After dinner, we headed to bed at around 9pm and slept in sleeping bags placed on top of simple but sturdy mattresses that ended up being more comfortable than we expected. We just wish we had known to pack more clothes as as the night progressed and temperatures dropped to near-freezing conditions.
By 4:45am we were all woken up by the frigid cold. But as we left our tents to pack up quickly and run inside our 4WD for better warmth, we paused for a moment to collect our breaths before a star-filled night sky:
And by 5:25am we were all packed up and back in our vehicle, ready to leave the park gates that would open at 5:30am. Then we formed a beeline of tourist 4WD jeeps on the way to Dune 45 (named for being located 45km away from Sesriem) for the famous Sossuvlei sunrise.

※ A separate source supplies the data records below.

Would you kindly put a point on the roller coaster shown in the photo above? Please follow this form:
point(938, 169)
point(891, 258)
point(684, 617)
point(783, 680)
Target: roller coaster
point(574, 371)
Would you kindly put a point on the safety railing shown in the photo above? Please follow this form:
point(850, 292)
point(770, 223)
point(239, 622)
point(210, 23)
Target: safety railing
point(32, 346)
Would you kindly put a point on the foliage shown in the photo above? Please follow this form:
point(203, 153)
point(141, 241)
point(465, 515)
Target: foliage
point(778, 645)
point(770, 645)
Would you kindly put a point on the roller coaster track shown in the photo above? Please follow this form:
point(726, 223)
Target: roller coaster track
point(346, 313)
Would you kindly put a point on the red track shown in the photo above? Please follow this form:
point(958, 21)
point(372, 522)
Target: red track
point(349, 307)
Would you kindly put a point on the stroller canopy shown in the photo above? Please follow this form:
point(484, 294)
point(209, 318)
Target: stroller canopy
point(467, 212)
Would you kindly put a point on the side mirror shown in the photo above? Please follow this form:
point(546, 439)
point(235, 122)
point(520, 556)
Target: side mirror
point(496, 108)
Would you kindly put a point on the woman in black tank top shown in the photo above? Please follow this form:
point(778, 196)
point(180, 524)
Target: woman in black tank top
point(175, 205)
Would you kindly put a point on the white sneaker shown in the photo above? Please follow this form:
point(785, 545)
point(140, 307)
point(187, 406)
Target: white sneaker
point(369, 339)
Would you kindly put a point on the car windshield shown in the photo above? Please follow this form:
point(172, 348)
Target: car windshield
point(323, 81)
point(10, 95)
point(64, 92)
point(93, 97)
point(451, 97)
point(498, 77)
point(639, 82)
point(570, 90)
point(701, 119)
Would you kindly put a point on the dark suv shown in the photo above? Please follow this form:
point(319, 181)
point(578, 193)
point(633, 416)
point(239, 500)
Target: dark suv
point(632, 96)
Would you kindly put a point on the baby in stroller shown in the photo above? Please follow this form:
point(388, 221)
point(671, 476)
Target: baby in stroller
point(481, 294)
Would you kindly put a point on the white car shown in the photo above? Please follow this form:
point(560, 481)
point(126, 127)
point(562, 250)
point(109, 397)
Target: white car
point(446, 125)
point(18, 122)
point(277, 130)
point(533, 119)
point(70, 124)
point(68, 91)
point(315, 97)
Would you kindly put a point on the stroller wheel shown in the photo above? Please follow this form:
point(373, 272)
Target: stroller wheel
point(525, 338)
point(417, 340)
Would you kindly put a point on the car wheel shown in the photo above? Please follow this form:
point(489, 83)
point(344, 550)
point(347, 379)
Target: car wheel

At 5:35am we scurried out of our vehicles and made a single line file to hike to the top of Dune 45, which is about 80m high and has sands measured to be over 5 million years old.
The views can be dizzying high, and we walked by one woman who had a panic attack on the way up; this hike is not for those with a fear of heights!
It’ll take an average fit person about 10 minutes to reach the top, where you’ll be rewarded by saying you saw the sun rise over the oldest desert in the world:
Try walking past the crowds and perhaps even farther along the ridge of Dune 45 can so you can spend a few quiet moments here alone. You deserve it.
And nobody dare tread further than I
After about 45 minutes here, we headed back down and enjoyed a brief simple breakfast at the base of the dune.
At 8:30am, we wrapped up and drove about 15 minutes (the ride gets very bouncy here!) more inland. We then hiked about 10 minutes over relatively flat and sandy terrain towards Dead Vlei.
Under the shadow of a dune called Big Daddy (the highest of them all at 325m high), Dead Vlei is a prehistoric clay pan that once was an oasis filled with acacia trees.
After the river that supplied the oasis changed its direction, killing both the oasis and its trees, the lack of moisture in this region caused the trees to petrify (aka “mummify”) instead of rotting away.
And they still stand today; when placed against the shiny white floor of the oasis pan and the “orange skies” that are the dunes, they create a surreal landscape that has been featured in countless movies and shows (namely “The Fall”, “The Cell” as my favorites) and probably is unmatched by anywhere else on this planet.